A graph of when people wrote their own 25 Things note (Fig. 2) forms a very similar curve.
Since I’m no evolutionary expert, I shipped Slate’s data to Lauren Ancel Meyers, a biology professor at the University of Texas who models the spread of infectious diseases mathematically. Meyers says that around Day 39 of Fig. 1, we see the “classic exponential growth of an epidemic curve.” (Day 39 in this graph is Jan. 8.) She also explains that “25 Things” authors can be seen as “contagious” under what’s known as a “susceptible-infected-recovered” model for the spread of disease. Think of “25 Things” authors as being contagious for one day—the day they tag a bunch of their friends. Meyers found that, for that one day, the growth parameter of the “25 Things” disease during its ascent phase (roughly until the beginning of February) was 0.27. This means that, on average, each “25 Things” writer inspired 1.27 new notes.
Another one of our survey questions considered the average number of days between when a person is tagged and when she writes a note. Those results are graphed here.

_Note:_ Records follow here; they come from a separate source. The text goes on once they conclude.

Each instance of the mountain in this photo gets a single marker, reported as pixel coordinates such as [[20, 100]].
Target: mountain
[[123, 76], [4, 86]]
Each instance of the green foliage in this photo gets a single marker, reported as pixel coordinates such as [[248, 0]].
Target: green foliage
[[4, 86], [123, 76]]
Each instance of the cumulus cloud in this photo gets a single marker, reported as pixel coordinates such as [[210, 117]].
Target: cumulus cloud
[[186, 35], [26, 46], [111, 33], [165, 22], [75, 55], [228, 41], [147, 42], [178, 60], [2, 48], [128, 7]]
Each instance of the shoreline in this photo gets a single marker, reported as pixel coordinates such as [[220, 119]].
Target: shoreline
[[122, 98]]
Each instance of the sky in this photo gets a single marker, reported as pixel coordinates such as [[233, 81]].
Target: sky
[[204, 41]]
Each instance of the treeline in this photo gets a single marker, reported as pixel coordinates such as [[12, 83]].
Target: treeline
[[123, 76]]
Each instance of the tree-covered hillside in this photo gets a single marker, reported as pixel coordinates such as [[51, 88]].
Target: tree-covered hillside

The highest percentage of respondents—17 percent of those who wrote a note—composed their missive the same day they were first tagged. The numbers decay from there, and the median value is three days. Meyers found that this too was best described exponentially, though the figures decline instead of increase over time. You can think of it like radioactive decay. In the same way that, say, Thorium-231 atoms have about a 50 percent chance of decaying each day, regardless of how many days they’ve been around, people tagged in a “25 Things” note do not become more or less likely to participate as time passes. Meyers does note, however, that these calculations do not factor in individuals who choose not to participate or have yet to do so.

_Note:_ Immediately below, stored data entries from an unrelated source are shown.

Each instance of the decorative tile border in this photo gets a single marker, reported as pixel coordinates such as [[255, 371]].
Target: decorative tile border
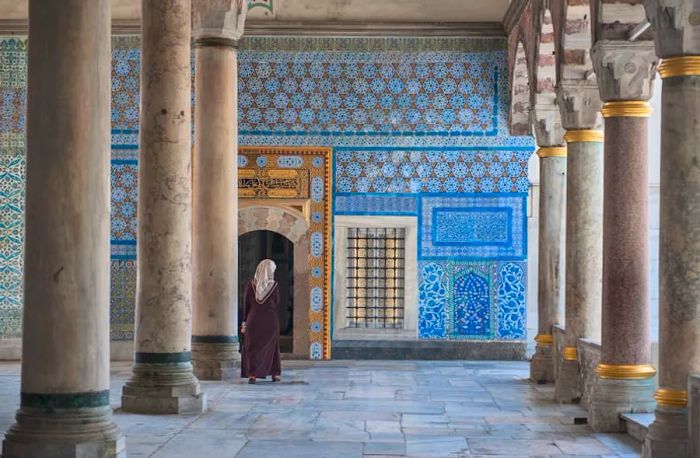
[[396, 170], [375, 204], [318, 163]]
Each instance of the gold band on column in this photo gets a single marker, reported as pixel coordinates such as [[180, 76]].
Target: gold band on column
[[671, 398], [544, 339], [680, 66], [626, 108], [552, 151], [570, 354], [625, 371], [583, 135]]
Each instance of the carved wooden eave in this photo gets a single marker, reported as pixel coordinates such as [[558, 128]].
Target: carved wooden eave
[[302, 28]]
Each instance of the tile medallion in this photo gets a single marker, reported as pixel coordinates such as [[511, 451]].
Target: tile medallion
[[473, 226]]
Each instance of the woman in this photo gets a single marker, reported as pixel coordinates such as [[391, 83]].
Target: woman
[[261, 329]]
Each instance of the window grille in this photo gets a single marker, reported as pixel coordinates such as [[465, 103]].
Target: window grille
[[375, 278]]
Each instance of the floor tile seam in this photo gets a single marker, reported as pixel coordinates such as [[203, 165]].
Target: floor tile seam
[[185, 426]]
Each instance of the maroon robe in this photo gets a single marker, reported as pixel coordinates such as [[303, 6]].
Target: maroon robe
[[261, 348]]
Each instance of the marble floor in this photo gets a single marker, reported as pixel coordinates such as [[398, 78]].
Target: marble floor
[[342, 409]]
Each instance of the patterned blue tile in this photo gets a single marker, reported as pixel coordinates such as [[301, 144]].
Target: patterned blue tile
[[432, 290], [431, 170], [471, 306], [376, 204], [473, 227], [512, 301]]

Why does it appear that the “25 Things” fad has died out? One could argue that a selection bias in Slate’s data are exaggerating the decline, as those who haven’t yet encountered the meme are likely underrepresented. I don’t think this is the case, though. As we see in Fig. 3, most people write their notes within a week of being tagged for the first time. The decline we see in Figures 1 and 2, then, is likely legitimate: Because the fad peaked more than 10 days ago, it’s unlikely that there is a large number of people who’ve been tagged who are still waiting to write their own note. My guess is that, like a Ponzi scheme, “25 Things” fizzled as soon as Facebook ran out of willing participants. Anecdotally, there don’t seem to be a lot of people left who are sitting around, waiting to be tagged.
All in all, Facebook infections look remarkably similar to human ones. And like organisms, the odds do seem stacked against all but the fittest of memes. The “Notes” application—including the ability to tags friends—has been a feature of Facebook since August 2006, a Facebook spokeswoman told me on Tuesday. (The PR rep also confirmed that Facebook itself had no part in sparking the trend.) The fact that it took two-and-a-half years for a Notes-based meme to hit it big suggests long odds.
Still, viral marketers might take note of the patterns that “25 Random Things About Me” obeyed. The best hope for someone looking to start a grass-roots craze is to introduce a wide variety of schemes into the wild and pray like hell that one of them evolves into a virulent meme. If evolution is any guide, however, there’s no predicting what succeeds and what doesn’t. Just look at the platypus.